Having identified the legislative provisions, Robertson J. then observed why parties choose arbitration.
“ Persons choose arbitration for a number of reasons. While they are responsible for the cost of the arbitrator, they get to choose the arbitrator and, if they agree, can tailor the process to meet their individual needs or preferences. Arbitration may be faster and achieve final resolution of the dispute. In the last respect, The Arbitration Act, 1992 in ss. 6 and 45 allows the parties to limit ability to appeal against the arbitrator’s decision”.
Appellant argued that leave was necessary. Robertson J. disagreed. The sequence of the agreements resulted in the Terms of Reference being the last document signed. Being the last, its provisions superseded the Arbitration Agreement and no leave was necessary.
Robertson J. held that section 45(2) only applied if the arbitration agreement does not provide for an appeal on a question of law. Because the Terms of Reference provide for an appeal, Appellant’s appeal is subject to section 45(1). “The ability to appeal therefore falls under s. 45(1), which does not require leave of the court. The appeal may therefore be scheduled for hearing on a date selected by the Local Registrar”.
Respondent disputed whether Appellant had raised a question of law, submitting that the grounds involved findings of fact. Robertson J. effectively deferred that argument to the judge hearing the appeal as he was not required to decide on those grounds given that leave was not required. In doing so, Robertson J. still commented on how numerous grounds of appeal and difficulty articulating the questions might indicate that the question is not a question of law.
“ The Amended Originating Application, at para. 4, states six grounds of appeal. I would observe that difficulty in framing questions of law may indicate that there is no question of law.
 But, since leave to appeal is not required, I am not called upon to decide whether the proposed grounds are proper questions of law.
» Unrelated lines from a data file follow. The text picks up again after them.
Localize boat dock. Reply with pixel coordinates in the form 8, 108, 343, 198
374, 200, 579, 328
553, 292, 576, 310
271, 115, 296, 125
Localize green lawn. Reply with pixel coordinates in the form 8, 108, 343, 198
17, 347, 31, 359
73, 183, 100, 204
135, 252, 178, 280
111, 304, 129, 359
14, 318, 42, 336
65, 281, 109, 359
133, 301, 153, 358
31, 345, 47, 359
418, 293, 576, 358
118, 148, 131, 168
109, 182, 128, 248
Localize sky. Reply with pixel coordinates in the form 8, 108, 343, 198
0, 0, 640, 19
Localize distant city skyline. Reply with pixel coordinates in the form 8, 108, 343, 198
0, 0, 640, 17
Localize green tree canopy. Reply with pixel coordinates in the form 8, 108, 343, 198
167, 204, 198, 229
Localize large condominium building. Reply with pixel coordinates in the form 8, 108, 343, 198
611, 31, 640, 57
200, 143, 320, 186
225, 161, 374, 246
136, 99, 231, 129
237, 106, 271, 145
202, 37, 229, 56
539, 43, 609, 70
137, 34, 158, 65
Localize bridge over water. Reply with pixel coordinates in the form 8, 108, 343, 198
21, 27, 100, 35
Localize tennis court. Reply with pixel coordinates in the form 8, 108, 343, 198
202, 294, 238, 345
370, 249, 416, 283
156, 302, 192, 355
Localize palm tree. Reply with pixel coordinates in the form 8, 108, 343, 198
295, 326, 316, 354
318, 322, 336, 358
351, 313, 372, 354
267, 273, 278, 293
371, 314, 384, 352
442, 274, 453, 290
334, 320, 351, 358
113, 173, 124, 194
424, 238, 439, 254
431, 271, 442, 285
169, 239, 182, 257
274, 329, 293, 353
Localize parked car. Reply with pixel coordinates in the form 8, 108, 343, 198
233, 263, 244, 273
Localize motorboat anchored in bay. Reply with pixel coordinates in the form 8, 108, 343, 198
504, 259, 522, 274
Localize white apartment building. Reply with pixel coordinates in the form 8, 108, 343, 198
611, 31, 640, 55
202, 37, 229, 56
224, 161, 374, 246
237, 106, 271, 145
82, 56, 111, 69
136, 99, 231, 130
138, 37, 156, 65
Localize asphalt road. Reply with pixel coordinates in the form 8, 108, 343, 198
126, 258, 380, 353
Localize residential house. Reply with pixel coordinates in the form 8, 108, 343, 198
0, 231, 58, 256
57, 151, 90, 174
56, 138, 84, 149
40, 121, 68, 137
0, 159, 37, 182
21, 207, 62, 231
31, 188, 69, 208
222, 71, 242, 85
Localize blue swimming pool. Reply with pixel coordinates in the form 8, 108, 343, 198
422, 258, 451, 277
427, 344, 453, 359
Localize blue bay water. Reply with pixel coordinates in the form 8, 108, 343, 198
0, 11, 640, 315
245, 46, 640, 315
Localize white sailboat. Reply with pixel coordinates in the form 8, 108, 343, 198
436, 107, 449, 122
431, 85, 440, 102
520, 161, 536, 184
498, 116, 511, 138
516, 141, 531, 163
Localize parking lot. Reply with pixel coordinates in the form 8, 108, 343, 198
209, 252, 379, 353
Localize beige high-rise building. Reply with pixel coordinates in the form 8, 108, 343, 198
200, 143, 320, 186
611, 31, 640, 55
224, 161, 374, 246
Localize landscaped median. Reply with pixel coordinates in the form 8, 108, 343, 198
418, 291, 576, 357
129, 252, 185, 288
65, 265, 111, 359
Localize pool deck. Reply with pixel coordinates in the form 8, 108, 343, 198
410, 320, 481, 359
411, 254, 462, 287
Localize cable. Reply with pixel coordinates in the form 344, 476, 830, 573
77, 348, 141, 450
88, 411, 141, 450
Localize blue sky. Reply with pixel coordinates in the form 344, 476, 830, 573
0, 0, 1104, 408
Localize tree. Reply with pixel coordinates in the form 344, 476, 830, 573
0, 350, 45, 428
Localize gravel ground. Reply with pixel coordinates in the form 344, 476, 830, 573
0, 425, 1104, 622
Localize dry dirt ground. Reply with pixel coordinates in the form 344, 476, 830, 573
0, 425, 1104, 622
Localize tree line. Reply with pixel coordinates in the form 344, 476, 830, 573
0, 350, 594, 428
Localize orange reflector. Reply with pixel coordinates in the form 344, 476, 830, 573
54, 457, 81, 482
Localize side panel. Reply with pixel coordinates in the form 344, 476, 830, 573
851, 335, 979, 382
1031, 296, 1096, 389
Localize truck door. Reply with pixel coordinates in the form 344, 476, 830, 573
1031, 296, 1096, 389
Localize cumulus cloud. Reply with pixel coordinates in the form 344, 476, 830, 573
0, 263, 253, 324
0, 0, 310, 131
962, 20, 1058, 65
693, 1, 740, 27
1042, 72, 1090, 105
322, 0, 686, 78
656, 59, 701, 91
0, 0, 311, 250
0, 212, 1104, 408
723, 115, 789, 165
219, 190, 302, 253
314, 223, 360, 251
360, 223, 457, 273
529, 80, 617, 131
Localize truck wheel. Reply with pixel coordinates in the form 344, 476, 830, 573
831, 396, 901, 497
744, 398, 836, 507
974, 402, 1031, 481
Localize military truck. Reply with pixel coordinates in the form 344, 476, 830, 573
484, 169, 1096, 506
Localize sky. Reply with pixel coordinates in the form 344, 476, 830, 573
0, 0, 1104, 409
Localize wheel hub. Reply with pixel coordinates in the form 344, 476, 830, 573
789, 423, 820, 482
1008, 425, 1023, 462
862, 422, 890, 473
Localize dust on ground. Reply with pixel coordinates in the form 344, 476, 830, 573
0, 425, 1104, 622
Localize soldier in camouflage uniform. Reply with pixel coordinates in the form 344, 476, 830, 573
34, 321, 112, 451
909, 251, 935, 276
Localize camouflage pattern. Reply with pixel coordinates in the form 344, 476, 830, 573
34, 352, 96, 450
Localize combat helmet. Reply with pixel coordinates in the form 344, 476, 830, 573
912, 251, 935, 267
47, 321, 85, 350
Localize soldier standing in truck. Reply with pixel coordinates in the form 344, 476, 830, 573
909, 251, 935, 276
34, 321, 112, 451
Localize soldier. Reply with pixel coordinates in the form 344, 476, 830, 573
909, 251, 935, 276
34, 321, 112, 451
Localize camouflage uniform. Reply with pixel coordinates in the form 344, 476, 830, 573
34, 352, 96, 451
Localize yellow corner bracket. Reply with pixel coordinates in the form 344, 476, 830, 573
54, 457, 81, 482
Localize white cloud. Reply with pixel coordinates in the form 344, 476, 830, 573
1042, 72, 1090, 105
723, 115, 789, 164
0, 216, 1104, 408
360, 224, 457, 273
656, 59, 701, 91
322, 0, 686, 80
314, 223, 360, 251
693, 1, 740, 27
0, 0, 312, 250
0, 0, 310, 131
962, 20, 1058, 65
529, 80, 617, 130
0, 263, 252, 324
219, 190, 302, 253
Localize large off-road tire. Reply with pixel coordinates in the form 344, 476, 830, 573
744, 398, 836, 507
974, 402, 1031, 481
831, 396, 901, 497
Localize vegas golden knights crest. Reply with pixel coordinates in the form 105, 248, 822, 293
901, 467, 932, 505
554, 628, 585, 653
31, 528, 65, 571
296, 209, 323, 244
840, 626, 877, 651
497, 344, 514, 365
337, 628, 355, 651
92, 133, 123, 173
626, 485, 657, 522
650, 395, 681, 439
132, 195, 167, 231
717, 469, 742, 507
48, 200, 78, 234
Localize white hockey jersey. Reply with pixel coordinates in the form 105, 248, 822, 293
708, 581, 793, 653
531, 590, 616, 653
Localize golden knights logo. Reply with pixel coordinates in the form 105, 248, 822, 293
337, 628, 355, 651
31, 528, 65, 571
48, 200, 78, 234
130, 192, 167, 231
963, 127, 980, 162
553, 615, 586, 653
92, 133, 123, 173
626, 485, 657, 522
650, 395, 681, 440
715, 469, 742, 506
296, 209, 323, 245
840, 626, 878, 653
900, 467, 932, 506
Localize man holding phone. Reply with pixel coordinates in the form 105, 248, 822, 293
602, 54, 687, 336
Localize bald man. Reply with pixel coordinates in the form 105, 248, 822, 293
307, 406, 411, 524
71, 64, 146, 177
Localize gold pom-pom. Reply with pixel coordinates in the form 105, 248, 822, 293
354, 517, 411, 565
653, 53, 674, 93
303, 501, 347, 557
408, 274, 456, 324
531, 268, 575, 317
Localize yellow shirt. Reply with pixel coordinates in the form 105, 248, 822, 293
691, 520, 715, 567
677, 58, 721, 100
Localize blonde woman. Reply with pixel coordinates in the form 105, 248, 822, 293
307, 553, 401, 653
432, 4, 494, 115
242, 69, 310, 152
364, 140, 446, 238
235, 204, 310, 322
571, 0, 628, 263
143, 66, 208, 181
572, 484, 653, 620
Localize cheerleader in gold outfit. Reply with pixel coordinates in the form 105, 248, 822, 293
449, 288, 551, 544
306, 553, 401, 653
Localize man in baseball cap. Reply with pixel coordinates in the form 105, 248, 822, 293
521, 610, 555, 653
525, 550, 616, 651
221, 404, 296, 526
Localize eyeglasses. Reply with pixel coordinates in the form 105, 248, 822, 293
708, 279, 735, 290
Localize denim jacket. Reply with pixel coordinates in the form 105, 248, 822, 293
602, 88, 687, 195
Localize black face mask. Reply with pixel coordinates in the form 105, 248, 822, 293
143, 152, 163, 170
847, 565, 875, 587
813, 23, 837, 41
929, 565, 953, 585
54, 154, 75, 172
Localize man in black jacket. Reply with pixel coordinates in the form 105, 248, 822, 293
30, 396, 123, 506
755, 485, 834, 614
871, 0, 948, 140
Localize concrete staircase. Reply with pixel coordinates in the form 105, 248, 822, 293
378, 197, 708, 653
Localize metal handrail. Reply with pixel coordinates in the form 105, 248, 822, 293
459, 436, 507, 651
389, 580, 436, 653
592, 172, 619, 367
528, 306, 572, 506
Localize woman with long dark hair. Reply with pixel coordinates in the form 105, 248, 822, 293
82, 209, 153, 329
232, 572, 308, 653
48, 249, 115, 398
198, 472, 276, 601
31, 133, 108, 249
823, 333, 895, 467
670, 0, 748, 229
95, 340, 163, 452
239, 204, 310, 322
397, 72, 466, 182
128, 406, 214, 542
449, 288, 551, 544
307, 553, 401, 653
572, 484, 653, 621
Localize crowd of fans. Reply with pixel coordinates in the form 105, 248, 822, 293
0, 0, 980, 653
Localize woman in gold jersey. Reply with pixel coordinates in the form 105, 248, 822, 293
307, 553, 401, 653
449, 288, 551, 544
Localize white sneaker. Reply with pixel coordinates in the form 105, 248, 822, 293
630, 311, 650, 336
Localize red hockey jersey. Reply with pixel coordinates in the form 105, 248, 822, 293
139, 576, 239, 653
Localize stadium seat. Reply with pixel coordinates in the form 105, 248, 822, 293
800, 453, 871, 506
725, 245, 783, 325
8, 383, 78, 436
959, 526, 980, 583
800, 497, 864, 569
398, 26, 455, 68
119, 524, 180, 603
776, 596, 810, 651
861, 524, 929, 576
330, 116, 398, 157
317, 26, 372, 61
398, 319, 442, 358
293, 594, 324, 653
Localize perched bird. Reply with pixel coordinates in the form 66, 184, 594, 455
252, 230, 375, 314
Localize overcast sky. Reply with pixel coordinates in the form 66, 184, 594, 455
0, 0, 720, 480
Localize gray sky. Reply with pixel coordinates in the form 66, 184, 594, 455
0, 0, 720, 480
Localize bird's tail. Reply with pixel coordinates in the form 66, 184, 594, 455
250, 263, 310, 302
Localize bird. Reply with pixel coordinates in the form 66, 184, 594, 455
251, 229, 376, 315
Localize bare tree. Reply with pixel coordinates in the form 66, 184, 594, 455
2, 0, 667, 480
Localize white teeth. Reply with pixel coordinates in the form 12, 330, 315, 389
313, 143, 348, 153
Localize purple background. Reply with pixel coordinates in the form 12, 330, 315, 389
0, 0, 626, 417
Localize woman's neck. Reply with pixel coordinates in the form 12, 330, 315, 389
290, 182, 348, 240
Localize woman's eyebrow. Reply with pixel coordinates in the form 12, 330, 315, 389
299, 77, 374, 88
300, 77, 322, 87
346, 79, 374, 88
That decision is left to the judge hearing the appeal”.
Robertson J. also deferred the question of costs to the judge hearing the appeal and requested the court’s Registrar to schedule the hearing of the appeal in consultation with parties’ counsel.
urbitral notes – First, though Appellant argued that it required leave to appeal, Robertson J. disagreed, holding that leave was unnecessary because the agreement allowed for an appeal on a question of law. Though Respondent argued that the appeal did not raise a question of law, Robertson J. disagreed, holding that the judge hearing the appeal would determine whether the question qualified as a question of law.
Second, for different wording in the agreement to arbitrate and different results, see Farm Credit Canada v. National Bank of Canada, 2011 SKQB 321 (appeal dismissed Farm Credit Canada v. National Bank of Canada, 2011 SKCA 129), Home Automated Living, Inc. v. Securtek Monitoring Solutions Inc., 2017 SKQB 249 and Graham Building Services v. Saskatoon (City), 2018 SKQB 336.
Third, the parties had effectively entered into four (4) agreements to arbitrate.